= Central London =

Innermost part of London, England

OpenStreetMap of Central London

Central London is the innermost part of London, in England, spanning the City of London and several boroughs. Over time, a number of definitions have been used to define the scope of Central London for statistics, urban planning and local government. Its characteristics are understood to include a high-density built environment, high land values, an elevated daytime population and a concentration of regionally, nationally and internationally significant organisations and facilities.

Road distances to London are traditionally measured from a central point at Charing Cross (in the City of Westminster), which is marked by the statue of King Charles I at the junction of the Strand, Whitehall and Cockspur Street, just south of Trafalgar Square.

==Characteristics==
The central area is distinguished, according to the Royal Commission, by the inclusion within its boundaries of Parliament and the Royal Palaces, the headquarters of Government, the Law Courts, the head offices of a very large number of commercial and industrial firms, as well as institutions of great influence in the intellectual life of the nation such as the British Museum, the National Gallery, the Tate Gallery, the University of London, the headquarters of the national ballet and opera, together with the headquarters of many national associations, the great professions, the trade unions, the trade associations and social service societies, as well as the Liberal Democrat Headquarters, Labour Party Headquarters and Conservative Campaign Headquarters, shopping centres and centres of entertainment which attract people from the whole of Greater London and farther afield.

In many other respects the central area differs from areas farther out in London. The rateable value of the central area is exceptionally high. Its day population is very much larger than its night population. Its traffic problems reach an intensity not encountered anywhere else in the Metropolis or in any provincial city, and the enormous office developments which have taken place recently constitute a totally new phenomenon.

==Definitions==
===London Plan===

Starting in 2004, the London Plan defined a 'Central Activities Zone' policy area, which as of 2008 comprised the City of London, most of Westminster and the inner parts of Camden, Islington, Hackney, Tower Hamlets, Southwark, Lambeth, Kensington & Chelsea and Wandsworth. It is described as "a unique cluster of vitally important activities including central government offices, headquarters and embassies, the largest concentration of London's financial and business services sector and the offices of trade, professional bodies, institutions, associations, communications, publishing, advertising and the media".

For strategic planning, since 2011 there has been a Central London sub-region comprising the boroughs of Camden, Islington, Kensington and Chelsea, Lambeth, Southwark, Westminster and the City of London. From 2004 to 2008, the London Plan included a sub-region called Central London comprising Camden, Islington, Kensington and Chelsea, Lambeth, Southwark, Wandsworth and Westminster. It had a 2001 population of 1,525,000. The sub-region was replaced in 2008 with a new structure which amalgamated inner and outer boroughs together. This was altered in 2011 when a new Central London sub-region was created, now including the City of London and excluding Wandsworth.

===1901 Census===
The 1901 Census defined Central London as the City of London and the metropolitan boroughs (subdivisions that existed from 1900 to 1965) of Bermondsey, Bethnal Green, Finsbury, Holborn, Shoreditch, Southwark, Stepney, St Marylebone and Westminster.

===1959–1963 proposals for a central London borough===
During the Herbert Commission and the subsequent passage of the London Government Bill, three unsuccessful attempts were made to define an area that would form a central London borough. The first two were detailed in the 1959 Memorandum of Evidence of the Greater London Group of the London School of Economics.

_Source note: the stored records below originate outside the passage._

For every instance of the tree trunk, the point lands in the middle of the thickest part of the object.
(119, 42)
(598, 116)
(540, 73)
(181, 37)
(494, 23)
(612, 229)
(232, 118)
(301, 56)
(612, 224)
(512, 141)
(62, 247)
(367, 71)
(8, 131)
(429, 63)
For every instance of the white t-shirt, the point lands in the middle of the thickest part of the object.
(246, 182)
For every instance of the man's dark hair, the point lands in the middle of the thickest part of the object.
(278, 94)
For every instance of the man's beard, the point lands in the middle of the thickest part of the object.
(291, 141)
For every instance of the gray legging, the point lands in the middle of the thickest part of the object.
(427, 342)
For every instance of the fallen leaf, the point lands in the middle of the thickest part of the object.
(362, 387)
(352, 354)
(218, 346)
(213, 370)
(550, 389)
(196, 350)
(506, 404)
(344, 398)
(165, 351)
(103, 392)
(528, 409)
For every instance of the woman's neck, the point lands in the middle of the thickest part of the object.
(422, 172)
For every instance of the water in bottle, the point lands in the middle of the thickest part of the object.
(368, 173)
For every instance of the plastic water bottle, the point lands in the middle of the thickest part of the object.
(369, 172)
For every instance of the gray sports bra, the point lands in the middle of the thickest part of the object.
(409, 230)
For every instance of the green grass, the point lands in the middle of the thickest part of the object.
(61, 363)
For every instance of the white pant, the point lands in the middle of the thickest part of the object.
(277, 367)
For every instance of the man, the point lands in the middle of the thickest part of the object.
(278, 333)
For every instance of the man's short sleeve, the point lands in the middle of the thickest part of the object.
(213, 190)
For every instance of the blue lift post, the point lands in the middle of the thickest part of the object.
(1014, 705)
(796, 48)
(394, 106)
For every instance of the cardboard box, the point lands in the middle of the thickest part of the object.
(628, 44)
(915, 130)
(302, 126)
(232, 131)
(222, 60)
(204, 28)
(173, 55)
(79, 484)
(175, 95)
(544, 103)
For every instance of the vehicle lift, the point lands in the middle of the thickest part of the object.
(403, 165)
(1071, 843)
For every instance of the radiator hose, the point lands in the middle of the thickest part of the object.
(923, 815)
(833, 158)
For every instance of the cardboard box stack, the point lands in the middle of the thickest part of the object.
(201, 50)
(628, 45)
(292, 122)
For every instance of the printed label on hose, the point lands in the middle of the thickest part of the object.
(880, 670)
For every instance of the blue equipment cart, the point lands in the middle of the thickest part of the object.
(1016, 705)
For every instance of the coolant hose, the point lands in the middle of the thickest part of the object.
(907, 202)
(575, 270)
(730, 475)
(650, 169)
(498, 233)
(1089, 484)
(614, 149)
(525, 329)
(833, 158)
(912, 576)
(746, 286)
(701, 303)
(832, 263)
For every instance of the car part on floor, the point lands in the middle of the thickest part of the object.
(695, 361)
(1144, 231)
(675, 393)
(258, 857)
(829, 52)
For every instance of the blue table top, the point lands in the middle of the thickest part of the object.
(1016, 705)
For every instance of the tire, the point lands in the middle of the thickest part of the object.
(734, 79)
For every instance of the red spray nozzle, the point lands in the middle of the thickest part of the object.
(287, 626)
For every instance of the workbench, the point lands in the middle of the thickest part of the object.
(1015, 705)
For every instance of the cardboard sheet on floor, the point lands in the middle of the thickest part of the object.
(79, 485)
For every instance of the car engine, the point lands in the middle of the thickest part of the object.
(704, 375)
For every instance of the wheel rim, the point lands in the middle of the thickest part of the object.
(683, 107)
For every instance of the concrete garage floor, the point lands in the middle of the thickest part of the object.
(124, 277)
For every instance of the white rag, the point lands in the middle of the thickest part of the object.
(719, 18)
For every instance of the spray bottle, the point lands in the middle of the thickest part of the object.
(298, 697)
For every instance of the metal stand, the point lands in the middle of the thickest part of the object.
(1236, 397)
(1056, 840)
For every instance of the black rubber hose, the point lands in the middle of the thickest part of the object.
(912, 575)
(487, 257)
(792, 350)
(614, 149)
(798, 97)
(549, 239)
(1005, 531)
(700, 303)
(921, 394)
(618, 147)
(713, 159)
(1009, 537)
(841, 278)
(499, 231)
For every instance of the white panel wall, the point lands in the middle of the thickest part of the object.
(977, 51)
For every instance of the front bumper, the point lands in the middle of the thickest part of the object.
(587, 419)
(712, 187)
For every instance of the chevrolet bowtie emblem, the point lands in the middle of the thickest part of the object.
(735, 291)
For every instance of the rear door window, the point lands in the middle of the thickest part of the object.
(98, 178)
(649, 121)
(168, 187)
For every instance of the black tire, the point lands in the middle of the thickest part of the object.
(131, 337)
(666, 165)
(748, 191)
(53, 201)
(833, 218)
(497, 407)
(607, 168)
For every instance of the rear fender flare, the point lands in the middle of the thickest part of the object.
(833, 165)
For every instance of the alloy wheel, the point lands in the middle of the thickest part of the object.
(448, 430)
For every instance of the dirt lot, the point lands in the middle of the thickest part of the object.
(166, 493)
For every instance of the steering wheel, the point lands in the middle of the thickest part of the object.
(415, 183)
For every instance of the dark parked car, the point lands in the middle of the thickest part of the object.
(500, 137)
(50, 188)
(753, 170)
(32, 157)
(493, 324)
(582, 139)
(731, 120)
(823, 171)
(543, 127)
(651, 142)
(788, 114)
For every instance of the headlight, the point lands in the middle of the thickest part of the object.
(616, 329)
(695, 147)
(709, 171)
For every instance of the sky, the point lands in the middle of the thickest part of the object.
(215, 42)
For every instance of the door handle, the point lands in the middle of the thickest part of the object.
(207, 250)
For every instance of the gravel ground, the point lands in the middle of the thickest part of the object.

"Scheme A" envisaged a central London borough, one of 25, consisting of the City of London, Westminster, Holborn, Finsbury and the inner parts of St Marylebone, St Pancras, Chelsea, Southwark and Lambeth. The boundary deviated from existing lines to include all central London railway stations, the Tower of London and the museums, such that it included small parts of Kensington, Shoreditch, Stepney and Bermondsey. It had an estimated population of 350,000 and occupied 7000 acre.

"Scheme B" delineated central London, as one of 7 boroughs, including most of the City of London, the whole of Finsbury and Holborn, most of Westminster and Southwark, parts of St Pancras, St Marylebone, Paddington and a small part of Kensington. The area had an estimated population of 400,000 and occupied 8000 acre.

During the passage of the London Government Bill an amendment was put forward to create a central borough corresponding to the definition used at the 1961 census. It consisted of the City of London, all of Westminster, Holborn and Finsbury; and the inner parts of Shoreditch, Stepney, Bermondsey, Southwark, Lambeth, Chelsea, Kensington, Paddington, St Marylebone and St Pancras. The population was estimated to be 270,000.